Pemberlakuan Label Halal Indonesia ini tertuang dalam Keputusan Kepala BPJPH Nomor 40 Tahun 2022 tentang Penetapan Label Halal sebagai pelaksanaan amanat Pasal 37 UU Nomor 33 Tahun 2014 yang menyatakan “BPJPH menetapkan bentuk Label Halal yang berlaku nasional”.
Kontroversi pengubahan label halal pun disorot tajam oleh Fraksi Partai Keadilan Sejahtera (PKS) DPR RI. Seperti mengutip pemberitaan tirto.id yang terbit pada (14/3/2022), Ketua Fraksi PKS DPR RI Jazuli Juwaini dalam keterangan tertulisnya menyatakan Kementerian Agama harusnya lebih fokus terhadap sistem penyelenggaraan Jaminan Produk Halal (JPH) daripada urgensi pengubahan logo.
“BPJPH misalnya fokus pada upaya sosialisasi sistem dan mekanisme penyelenggaraan JPH yang baru yang lebih sederhana, mudah, dan tidak memberatkan para pelaku usaha UMKM,” ujarnya.
Sementara Sujiwo Tejo dalam acara Catatan Demokrasi tvOne memberikan pernyataan bahwa label halal baru telah mengangkat identitas nusantara karena “gunungan” dalam pewayangan bukan hanya berasal dari Jawa, tetapi juga ada dari Sunda, Bali dan wilayah Indonesia lainnya. Hal ini menepis pernyataan banyak pihak mengenai label halal baru yang dianggap jawa-sentris.
“Kesan ku sepintas ini kaligrafi, kaligrafi arab. Aku nanya ke teman-teman kaligrafi juga, ini kufi modern istilah mereka, saya ga ngerti. Ini juga sudah memenuhi kaidah-kaidah kaligrafi,” ucapnya.
Perlu diketahui bahwa Kufi merupakan bentuk kaligrafi tertua dari aksara arab yang berkembang sekitar abab ke-7 di Kufah, Irak.
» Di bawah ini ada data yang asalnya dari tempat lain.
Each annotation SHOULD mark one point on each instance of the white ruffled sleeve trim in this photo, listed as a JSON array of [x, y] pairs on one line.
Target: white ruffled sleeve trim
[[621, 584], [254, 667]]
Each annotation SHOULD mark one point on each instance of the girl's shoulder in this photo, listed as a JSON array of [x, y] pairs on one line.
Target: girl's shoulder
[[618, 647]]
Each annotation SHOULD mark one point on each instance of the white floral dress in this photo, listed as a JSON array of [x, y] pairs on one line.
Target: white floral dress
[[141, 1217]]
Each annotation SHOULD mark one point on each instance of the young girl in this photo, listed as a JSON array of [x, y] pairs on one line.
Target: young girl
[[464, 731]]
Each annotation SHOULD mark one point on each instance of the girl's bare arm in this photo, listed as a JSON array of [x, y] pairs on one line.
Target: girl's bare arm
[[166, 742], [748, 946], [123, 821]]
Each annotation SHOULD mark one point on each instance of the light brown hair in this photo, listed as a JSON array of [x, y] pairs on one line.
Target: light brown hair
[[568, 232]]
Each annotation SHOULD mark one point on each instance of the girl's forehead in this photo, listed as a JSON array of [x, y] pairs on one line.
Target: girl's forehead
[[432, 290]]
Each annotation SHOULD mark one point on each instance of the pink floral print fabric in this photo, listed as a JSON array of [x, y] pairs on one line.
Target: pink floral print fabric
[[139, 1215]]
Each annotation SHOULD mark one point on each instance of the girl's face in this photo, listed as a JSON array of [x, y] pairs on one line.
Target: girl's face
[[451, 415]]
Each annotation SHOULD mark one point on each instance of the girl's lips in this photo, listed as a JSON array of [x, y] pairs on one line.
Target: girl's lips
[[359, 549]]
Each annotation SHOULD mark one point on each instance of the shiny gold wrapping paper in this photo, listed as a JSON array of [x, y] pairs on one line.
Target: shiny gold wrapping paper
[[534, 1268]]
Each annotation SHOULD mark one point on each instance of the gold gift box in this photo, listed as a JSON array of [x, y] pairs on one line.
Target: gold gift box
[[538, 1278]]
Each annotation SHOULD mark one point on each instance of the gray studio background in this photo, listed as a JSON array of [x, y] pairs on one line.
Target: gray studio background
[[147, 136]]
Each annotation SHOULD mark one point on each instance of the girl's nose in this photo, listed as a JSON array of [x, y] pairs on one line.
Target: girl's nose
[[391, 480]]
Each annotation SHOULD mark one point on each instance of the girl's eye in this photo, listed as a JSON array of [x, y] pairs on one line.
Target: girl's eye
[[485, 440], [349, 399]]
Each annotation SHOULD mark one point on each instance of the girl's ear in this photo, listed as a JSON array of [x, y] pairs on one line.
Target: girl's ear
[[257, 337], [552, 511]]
Aturan Penggunaan Label Halal
Melansir halal.go.id BPJPH memiliki tugas dan fungsi yaitu melaksanakan registrasi halal, sertifikasi halal, verifikasi halal, pengawasan kehalalan produk dan penetapkan standard kehalalan sebuah produk.
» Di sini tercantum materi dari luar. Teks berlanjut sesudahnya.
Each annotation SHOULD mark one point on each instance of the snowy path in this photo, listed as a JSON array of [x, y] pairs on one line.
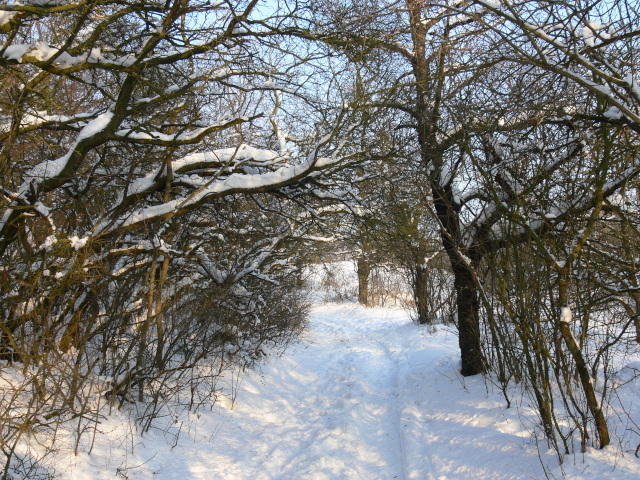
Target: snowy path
[[369, 395]]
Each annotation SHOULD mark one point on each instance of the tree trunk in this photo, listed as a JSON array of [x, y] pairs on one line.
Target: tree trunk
[[364, 268]]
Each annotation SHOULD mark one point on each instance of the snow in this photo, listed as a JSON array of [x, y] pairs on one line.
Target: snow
[[366, 395], [5, 17]]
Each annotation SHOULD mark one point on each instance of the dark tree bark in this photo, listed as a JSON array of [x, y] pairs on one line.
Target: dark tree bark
[[421, 295]]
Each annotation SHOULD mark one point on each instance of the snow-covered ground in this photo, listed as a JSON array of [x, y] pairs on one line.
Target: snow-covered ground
[[366, 395]]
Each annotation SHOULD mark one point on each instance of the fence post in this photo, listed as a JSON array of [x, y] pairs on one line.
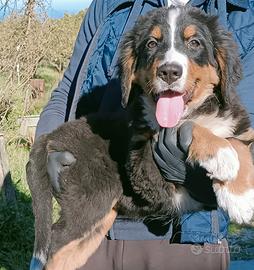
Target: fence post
[[5, 175]]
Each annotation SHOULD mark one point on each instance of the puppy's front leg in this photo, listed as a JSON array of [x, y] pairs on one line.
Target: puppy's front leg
[[229, 164], [216, 155]]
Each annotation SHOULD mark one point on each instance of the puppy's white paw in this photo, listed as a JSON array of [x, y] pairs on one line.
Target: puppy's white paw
[[224, 166], [240, 208]]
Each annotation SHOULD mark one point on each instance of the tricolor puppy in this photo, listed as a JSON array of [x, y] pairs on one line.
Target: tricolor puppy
[[190, 66], [187, 67]]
Meskipun dalam praktiknya wewenang untuk menerbitkan sertifikasi halal diambil alih oleh BPJPH, tetapi proses menetapkan kehalalan sebuah produk masih menjadi wewenang MUI melalui Sidang Fatwa Halal.
Penggunaan label halal secara nasional terhitung mulai 1 Maret 2022. Sejak saat itu, Label Halal Indonesia wajib digunakan sebagai tanda kehalalan produk sesuai ketentuan yang berlaku. Namun, pelaku usaha yang memiliki produk yang telah bersertifikat halal sebelum beroperasinya BPJPH serta masih memiliki stok kemasan dengan label halal dan nomor ketetapan halal MUI, diperkenankan untuk menghabiskan stok kemasan terlebih dahulu.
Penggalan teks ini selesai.